- IATA: none; ICAO: none;

Summary
- Airport type: Closed
- Location: Robbins, Illinois
- In use: 1931–1933

= Robbins Airport (Illinois) =

Robbins Airport, located in Robbins, Illinois, was the first airport to be owned and operated by African-Americans.

Robbins Airport was built after the closure of the Acres Airport, the only Chicago-area airport that serviced black pilots. It was constructed by the Challenger Air Pilots' Association, a group of 15 to 20 black aviators that included pilots Cornelius Coffey, John C. Robinson, Janet Bragg, Earl W. Renfroe, and Harold Hurd, on the site of an abandoned airfield. The site consisted of one hangar and a half-mile-wide dirt airstrip. Construction was completed in January 1933. It was approved as an airfield by the United States Department of Commerce and was the only accredited black-owned Airport in the country.
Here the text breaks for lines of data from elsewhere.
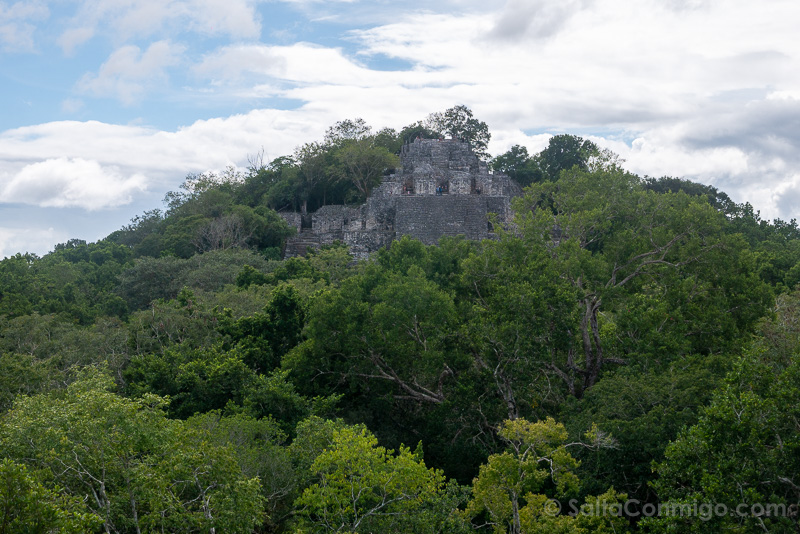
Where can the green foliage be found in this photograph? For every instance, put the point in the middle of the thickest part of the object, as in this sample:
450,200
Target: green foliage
621,246
459,123
517,164
133,467
536,456
74,281
362,487
563,152
743,452
28,507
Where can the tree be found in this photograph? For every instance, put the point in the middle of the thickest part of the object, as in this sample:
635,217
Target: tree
28,507
564,152
398,330
459,123
362,163
347,130
312,161
517,164
362,487
617,245
521,313
742,453
509,491
134,468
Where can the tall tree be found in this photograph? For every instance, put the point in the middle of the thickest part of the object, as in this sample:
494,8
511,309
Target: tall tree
609,238
458,122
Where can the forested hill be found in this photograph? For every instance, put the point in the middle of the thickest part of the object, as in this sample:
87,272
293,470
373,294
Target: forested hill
630,345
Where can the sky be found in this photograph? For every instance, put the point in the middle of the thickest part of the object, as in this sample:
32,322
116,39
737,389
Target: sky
105,105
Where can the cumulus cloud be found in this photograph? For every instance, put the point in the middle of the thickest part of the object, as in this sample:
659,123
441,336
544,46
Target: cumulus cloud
238,19
37,240
71,182
129,72
536,19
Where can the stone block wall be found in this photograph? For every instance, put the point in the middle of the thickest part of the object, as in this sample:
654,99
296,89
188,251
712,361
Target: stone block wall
428,218
406,203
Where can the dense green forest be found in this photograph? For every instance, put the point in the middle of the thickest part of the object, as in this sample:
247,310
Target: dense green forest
625,358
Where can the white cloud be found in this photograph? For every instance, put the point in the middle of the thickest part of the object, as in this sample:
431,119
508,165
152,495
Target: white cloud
129,72
701,89
37,240
71,182
136,19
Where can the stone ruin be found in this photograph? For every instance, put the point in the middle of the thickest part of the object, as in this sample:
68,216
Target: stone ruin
441,188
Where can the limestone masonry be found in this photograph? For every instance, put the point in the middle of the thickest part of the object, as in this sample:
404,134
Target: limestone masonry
441,188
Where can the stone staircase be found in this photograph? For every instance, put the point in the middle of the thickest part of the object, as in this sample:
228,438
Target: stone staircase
298,245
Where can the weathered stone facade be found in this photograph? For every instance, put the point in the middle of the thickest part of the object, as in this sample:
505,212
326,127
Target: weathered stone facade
441,188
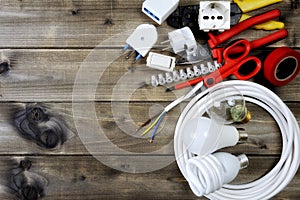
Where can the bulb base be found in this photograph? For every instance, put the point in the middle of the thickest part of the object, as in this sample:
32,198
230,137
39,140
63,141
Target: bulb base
243,137
244,161
247,117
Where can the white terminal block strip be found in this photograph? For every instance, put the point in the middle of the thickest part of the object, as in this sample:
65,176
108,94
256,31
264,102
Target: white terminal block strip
159,10
142,39
161,62
214,15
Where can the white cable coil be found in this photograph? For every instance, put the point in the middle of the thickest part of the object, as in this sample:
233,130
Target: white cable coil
276,179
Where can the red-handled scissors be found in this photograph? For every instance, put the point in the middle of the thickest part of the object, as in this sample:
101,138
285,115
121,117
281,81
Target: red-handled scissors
239,47
242,66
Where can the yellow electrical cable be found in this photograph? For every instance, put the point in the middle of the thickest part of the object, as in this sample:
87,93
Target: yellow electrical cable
153,124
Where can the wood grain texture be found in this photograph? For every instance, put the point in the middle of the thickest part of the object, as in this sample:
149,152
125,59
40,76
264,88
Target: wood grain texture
120,127
58,51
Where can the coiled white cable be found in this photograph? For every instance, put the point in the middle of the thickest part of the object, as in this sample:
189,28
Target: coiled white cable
276,179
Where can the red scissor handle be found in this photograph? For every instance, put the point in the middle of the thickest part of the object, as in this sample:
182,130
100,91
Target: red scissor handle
240,27
242,66
278,35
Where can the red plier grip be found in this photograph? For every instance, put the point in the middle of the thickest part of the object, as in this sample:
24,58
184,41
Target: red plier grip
217,53
240,27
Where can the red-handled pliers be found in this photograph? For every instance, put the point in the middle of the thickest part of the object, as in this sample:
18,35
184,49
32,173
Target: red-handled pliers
218,53
214,41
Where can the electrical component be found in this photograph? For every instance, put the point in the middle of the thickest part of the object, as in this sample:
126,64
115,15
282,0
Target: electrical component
160,62
182,40
141,40
183,43
273,181
214,15
203,136
159,10
208,174
227,107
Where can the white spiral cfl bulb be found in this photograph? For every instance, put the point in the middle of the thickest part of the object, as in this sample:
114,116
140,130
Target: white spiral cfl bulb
209,173
203,136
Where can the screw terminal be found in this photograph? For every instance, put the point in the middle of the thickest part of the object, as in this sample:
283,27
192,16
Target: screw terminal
183,74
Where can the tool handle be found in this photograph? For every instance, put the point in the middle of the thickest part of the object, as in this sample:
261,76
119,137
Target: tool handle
268,26
258,19
217,53
278,35
249,5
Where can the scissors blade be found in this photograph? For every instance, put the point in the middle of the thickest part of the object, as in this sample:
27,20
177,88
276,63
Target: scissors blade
202,53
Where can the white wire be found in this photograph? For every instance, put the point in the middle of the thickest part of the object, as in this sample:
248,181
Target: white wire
276,179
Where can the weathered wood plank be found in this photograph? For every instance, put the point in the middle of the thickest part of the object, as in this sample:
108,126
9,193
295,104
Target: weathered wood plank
119,126
49,75
63,24
68,175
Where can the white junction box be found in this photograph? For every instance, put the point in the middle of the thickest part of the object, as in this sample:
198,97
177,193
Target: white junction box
214,15
161,62
159,10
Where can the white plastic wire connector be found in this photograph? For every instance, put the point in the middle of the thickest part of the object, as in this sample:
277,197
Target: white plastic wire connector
161,62
141,40
182,40
204,69
169,78
161,79
159,10
214,15
197,71
154,81
176,76
182,74
188,73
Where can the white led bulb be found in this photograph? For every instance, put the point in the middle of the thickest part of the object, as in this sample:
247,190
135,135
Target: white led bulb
203,136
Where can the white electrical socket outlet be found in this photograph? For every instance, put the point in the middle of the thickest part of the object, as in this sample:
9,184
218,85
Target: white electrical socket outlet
214,15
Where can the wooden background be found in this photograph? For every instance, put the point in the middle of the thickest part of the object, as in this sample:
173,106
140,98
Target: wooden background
47,42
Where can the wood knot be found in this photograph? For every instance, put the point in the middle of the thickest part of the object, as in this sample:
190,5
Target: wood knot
4,67
74,11
295,4
38,124
25,164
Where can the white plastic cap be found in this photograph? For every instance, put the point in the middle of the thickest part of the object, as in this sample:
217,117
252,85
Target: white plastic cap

The airport was managed by Robinson, who began teaching other members of the Challenger club to fly in the spring of 1933. Robbins Airport had the only flight school at the time where African-Americans could be trained as pilots. The surrounding white communities, such as Blue Island and Midlothian, did not approve of this activity, and their police sometimes arrested black pilots if they were forced to land before reaching the airport. However the pilots had the support of Robbins mayor and police chief, who would get them released. In May 1933, the hangar was destroyed by a storm. The pilots relocated to Harlem Airport in Chicago (southeast corner of West 87th Street and South Harlem Avenue in Oak Lawn now Southfields Shopping Center) at the invitation of the airport's white owners. At Harlem Airport, Coffey opened the Coffey School of Aeronautics, which trained both black and white pilots. Many of the flight school instructors entered the Tuskegee Airmen Program during World War II. The Harlem Airport closed after 1956.